Case contribution: Dr Radhiana Hassan
Clinical:
- A 43 years old
- Presented with irregular menstrual bleeding
- Ultrasound shows ovarian cyst
CT scan findings:
- There is a large well-encapsulated cystic mass in the pelvis measuring 16x13x11 cm.
- No solid component or septation seen.
- No calcification or fat component.
- The uterus is normal. No ascites.
Intra-operative findings:
- Large left ovarian cyst measuring 20×15 cm. Removed intact. Opened up after surgery, benign-looking, clear cyst.
- Uterus is normal in size.
- Right ovary and both fallopian tubes are normal.
- No ascites. No endometriotic spot.
HPE findings:
- Macroscopy: specimen labelled as TAHBSO and left ovarian cyst consist of a uterus, cervix, both ovaries and fallopian tubes with attached ovarian cyst. The left ruptured unilocular cystic lesion located between the left ovary and left fallopian tube. This lesion measures 100×75 mm with the cyst wall 2-4 mm in thickness. No solid area seen.

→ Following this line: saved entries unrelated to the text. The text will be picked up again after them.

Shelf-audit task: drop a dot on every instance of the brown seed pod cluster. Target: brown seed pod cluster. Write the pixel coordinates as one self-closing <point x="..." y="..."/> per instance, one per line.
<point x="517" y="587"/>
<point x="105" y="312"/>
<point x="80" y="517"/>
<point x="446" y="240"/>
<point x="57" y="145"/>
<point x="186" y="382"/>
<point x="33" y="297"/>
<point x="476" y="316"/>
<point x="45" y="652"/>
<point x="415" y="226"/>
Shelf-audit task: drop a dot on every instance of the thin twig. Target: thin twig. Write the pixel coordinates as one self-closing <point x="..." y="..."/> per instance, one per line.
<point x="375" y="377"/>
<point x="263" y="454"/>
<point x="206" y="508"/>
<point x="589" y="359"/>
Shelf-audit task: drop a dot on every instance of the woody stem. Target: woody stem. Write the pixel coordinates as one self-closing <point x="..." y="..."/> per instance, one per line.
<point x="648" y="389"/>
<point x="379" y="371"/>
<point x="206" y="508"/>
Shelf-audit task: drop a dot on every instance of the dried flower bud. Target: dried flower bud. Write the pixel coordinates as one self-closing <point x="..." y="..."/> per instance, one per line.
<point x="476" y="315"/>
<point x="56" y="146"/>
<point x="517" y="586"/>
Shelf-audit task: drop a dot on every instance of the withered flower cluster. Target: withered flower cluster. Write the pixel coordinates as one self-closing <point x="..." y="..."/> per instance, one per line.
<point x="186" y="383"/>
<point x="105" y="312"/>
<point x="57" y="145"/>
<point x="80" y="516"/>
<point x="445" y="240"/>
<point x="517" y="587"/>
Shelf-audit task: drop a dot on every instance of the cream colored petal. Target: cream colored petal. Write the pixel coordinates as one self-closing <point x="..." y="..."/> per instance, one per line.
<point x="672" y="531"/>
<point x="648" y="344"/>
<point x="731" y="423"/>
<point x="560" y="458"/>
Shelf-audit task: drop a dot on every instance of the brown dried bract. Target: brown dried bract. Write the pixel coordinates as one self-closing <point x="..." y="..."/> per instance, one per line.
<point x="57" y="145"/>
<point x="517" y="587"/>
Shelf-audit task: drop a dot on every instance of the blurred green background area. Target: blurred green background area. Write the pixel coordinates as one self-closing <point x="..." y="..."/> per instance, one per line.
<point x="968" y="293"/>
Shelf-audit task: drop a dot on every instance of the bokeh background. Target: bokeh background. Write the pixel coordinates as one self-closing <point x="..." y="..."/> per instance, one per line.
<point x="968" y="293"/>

- Microscopy: Sections of the left ovarian cyst is lined by cuboidal epithelium to tubal type epithelium. The ecto and endocervix are unremarkable. The endometrium is non-secretory. The right ovary shows cystic follicles and corpora albicans. No malignancy.
- Interpretation: left ovarian cyst: serous cystadenoma.
Diagnosis: Ovarian serous cystadenoma.
Discussion:
- Ovarian serous cystadenomas are benign epithelial tumours and comprise about 20% of all benign ovarian tumours.
- It is usually seen in women between 20 – 60 years
- Present clinically as cystic adnexal masses
- 15% are bilateral
- Imaging findings: average size of 5-10 cm but frequently grow larger, cysts that may have thin septations and occasionally papillary projections, tend to be unilocular, but may also be multilocular.
- Histologically lined by a single layer of non-ciliated cuboidal to tall columnar epithelium.